In 2021, there were unprecedented levels of ESG investment, published disclosures by prominent organizations, and filings of shareholder proposals. Throughout the year, rulemaking and reporting standards were also key priorities, as regulators increasingly included ESG factors on their agendas. As of this year, sustainable investments were predicted to account for one-third of all assets.
ESG frameworks this year: 2022
Rising action demands will very certainly raise pressure for more accountability, increased regulatory scrutiny, and credible disclosure supported by improved data. The E, S, and G patterns, as seen in the figure below, show overlaps and interactions that will have a direct impact on the possibilities for real progress on ESG concerns in 2022. Moreover, they should not be examined in isolation, but rather in connection to one another.
Source: S&P GLOBAL
Strengthen your ESG abilities: Pressure on business boards and government officials
Corporate boards and government officials will face increasing pressure in 2022 to demonstrate that they are fully prepared to comprehend and supervise ESG concerns ranging from climate change to human rights to societal unrest.
Government and business leaders are under increasing pressure to improve their ESG abilities and incorporate sustainability into their policy and planning efforts. They will include adaptation and resilience measures in their investment plans as the economic effect of climate change grows. In 2021, the United States faced twenty storms, each with losses of more than $1 billion.

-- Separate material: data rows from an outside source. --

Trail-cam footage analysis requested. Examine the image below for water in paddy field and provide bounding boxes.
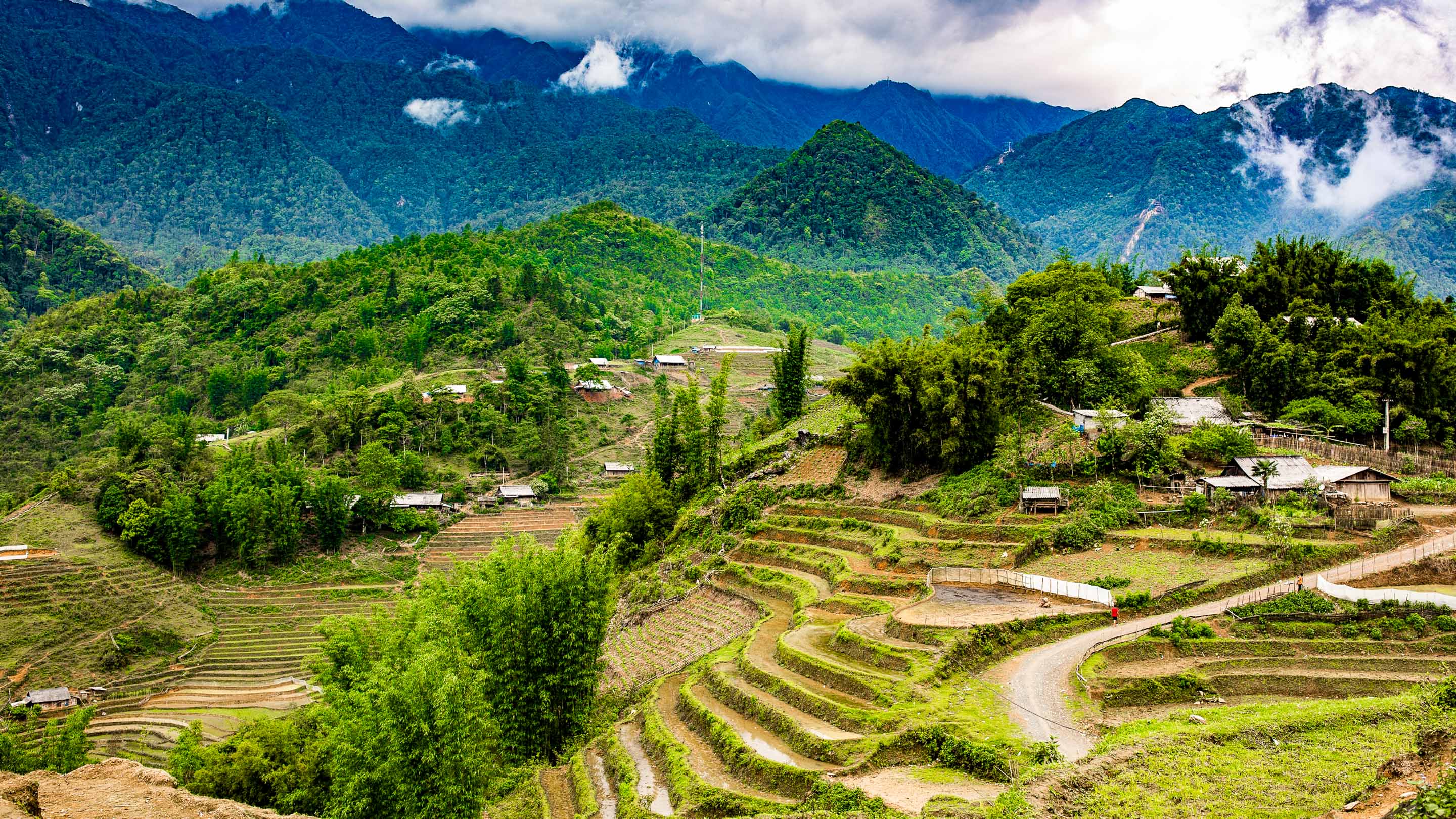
[587,749,617,819]
[617,723,673,816]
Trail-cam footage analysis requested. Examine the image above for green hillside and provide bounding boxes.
[0,191,156,327]
[965,84,1456,294]
[696,121,1044,281]
[0,0,783,281]
[0,203,971,488]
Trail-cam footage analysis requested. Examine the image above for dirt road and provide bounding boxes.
[986,530,1456,761]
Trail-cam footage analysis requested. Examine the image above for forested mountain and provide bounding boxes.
[0,0,783,281]
[0,203,977,494]
[965,86,1456,293]
[0,191,157,322]
[693,121,1045,275]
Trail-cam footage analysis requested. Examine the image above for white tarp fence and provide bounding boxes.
[926,565,1112,606]
[1315,574,1456,609]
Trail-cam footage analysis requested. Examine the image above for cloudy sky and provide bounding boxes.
[172,0,1456,111]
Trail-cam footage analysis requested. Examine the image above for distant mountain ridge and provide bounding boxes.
[696,121,1047,281]
[0,190,157,322]
[964,86,1456,294]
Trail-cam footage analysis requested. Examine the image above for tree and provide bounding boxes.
[309,475,352,551]
[1395,416,1428,454]
[582,472,677,565]
[706,353,734,484]
[1252,458,1279,503]
[358,440,399,492]
[773,325,809,424]
[457,540,612,763]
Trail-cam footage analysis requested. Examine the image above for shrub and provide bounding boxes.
[1115,592,1153,611]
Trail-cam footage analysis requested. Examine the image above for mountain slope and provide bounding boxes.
[8,0,783,281]
[0,203,974,491]
[0,191,157,327]
[965,86,1456,292]
[600,47,1083,179]
[696,121,1044,281]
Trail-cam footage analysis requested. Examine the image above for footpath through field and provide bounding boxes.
[986,529,1456,761]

Stakeholder expectations are rising
The pandemic's erratic impact has intensified already-existing fears about digital disruption, social inequality, and climate change. Employees, consumers, and citizens are increasingly turning on firms to demonstrate leadership in these areas and develop answers to global issues.

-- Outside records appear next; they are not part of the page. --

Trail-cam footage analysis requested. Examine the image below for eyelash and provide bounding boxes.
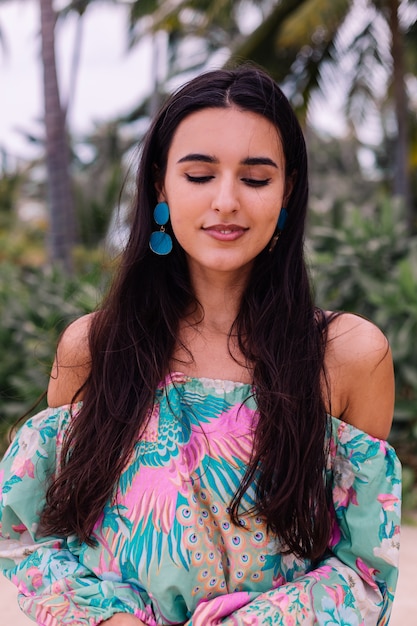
[186,174,271,187]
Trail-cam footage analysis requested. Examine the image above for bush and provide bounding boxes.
[0,262,110,451]
[309,200,417,500]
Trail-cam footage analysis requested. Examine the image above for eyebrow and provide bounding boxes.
[178,152,278,169]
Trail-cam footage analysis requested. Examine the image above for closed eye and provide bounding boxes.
[242,178,271,187]
[186,174,214,183]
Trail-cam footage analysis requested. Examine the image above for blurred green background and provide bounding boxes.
[0,0,417,516]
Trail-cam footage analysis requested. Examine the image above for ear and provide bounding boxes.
[155,183,167,202]
[154,166,166,202]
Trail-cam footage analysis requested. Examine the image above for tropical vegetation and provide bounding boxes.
[0,0,417,506]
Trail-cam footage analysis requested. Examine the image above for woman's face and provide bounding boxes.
[157,107,285,276]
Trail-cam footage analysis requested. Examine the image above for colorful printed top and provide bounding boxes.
[0,374,400,626]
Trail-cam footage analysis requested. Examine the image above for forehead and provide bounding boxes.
[169,107,283,159]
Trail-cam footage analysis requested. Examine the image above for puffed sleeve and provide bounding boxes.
[187,418,401,626]
[0,405,156,626]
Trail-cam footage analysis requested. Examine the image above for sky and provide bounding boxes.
[0,0,152,158]
[0,0,352,167]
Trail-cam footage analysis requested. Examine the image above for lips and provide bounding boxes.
[203,224,248,241]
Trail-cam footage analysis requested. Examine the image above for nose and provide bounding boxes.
[212,176,239,213]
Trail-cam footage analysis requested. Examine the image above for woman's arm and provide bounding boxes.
[0,405,156,626]
[48,313,94,407]
[325,313,394,439]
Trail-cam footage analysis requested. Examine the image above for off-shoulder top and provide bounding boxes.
[0,373,401,626]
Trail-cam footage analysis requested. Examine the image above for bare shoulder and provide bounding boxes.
[326,313,394,439]
[48,313,94,407]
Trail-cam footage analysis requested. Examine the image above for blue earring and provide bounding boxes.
[277,207,288,231]
[268,207,288,252]
[149,202,172,256]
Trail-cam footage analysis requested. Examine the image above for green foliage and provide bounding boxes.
[310,199,417,492]
[0,255,110,453]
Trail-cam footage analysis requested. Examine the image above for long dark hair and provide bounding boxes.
[42,67,330,558]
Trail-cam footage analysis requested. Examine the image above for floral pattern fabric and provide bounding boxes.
[0,374,401,626]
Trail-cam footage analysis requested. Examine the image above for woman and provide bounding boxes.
[0,68,400,626]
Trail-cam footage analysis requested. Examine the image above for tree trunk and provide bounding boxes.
[388,0,416,230]
[40,0,75,272]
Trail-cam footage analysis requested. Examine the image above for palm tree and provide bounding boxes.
[40,0,75,272]
[130,0,417,226]
[234,0,417,229]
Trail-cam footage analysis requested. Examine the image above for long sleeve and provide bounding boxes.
[188,418,401,626]
[0,405,156,626]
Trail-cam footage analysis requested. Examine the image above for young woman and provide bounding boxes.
[0,68,400,626]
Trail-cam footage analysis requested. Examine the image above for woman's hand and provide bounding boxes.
[103,613,146,626]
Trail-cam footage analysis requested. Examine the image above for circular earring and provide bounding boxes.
[149,202,172,256]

Stakeholders continued to press large investors to pay greater attention to all areas of ESG. Identifying and evaluating substantial ESG factors is central to their investing approach. These ESG ‘screens' are a critical component of ambition to attain net-zero emissions by 2050, as well as deliver aggressive intermediate objectives like reducing carbon intensity by two-thirds this decade.
ESG Impact: M&A and Investment Activity
The switch to cleaner fuel sources is gaining momentum, but it is bringing challenges for oil and gas producers. In many cases, this has resulted in increasing consolidation, with merger and acquisition (M&A) activity accelerating across the sector, particularly among independent U.S. producers.
With natural gas prices increasing by 40% last year and resulting in purchases such as Southwestern Energy's $2.7 billion purchase of Indigo Natural Resources, it would be fascinating to watch if this trend continues, resulting in additional M&A activity in 2022. Even though M&A activity is at all-time highs, economic trends will continue to drive capital demand. Major nations are considering the most extensive infrastructure reconstruction plans in a generation while developing economies are investing in infrastructure to expand their middle classes.
In the short term, coal power plant conversions to cleaner fuel sources (e.g., natural gas) and the industry build-up in renewable capacity and battery storage might be further drivers for M&A activity.
U.S. Municipal Sustainable Debt Issuance: Exceeds $60 Billion in 2022
Total municipal sustainable debt issuance in 2022 may reach at least $60 billion, a $14 billion increase over 2021. Several reports predict $1.5 trillion in global sustainable bond issuance and a 34% increase in municipal sustainable debt to $62 billion in 2022.
Source: S&P Global ratings
Several factors will unite in 2022 to drive this market sector forward:
The market segment's strong pace is fuelled in part by a growing emphasis on environmental, social, and governance (ESG) factors.
Municipal debtors' constant demand for capital.
Interest rates will stay low, even if they rise somewhat to help in the management of inflation. As per the report, at least five interest rate increases in 2022, although the federal funds rate will remain low by historical standards.
Municipal issuers in the U.S. desire to broaden their overseas investor base.
The Green Future
Looking ahead, we expect that sustainable debt will continue to gain a greater proportion of the municipal market in 2022 and beyond, with issuance becoming more diverse as more issuers adopt green, social, and sustainability debt labels. External review, how certain subsectors respond and recover from the pandemic, and if issuers use or discover a price advantage for labeled debt are all factors that will contribute to the segment's development and expansion.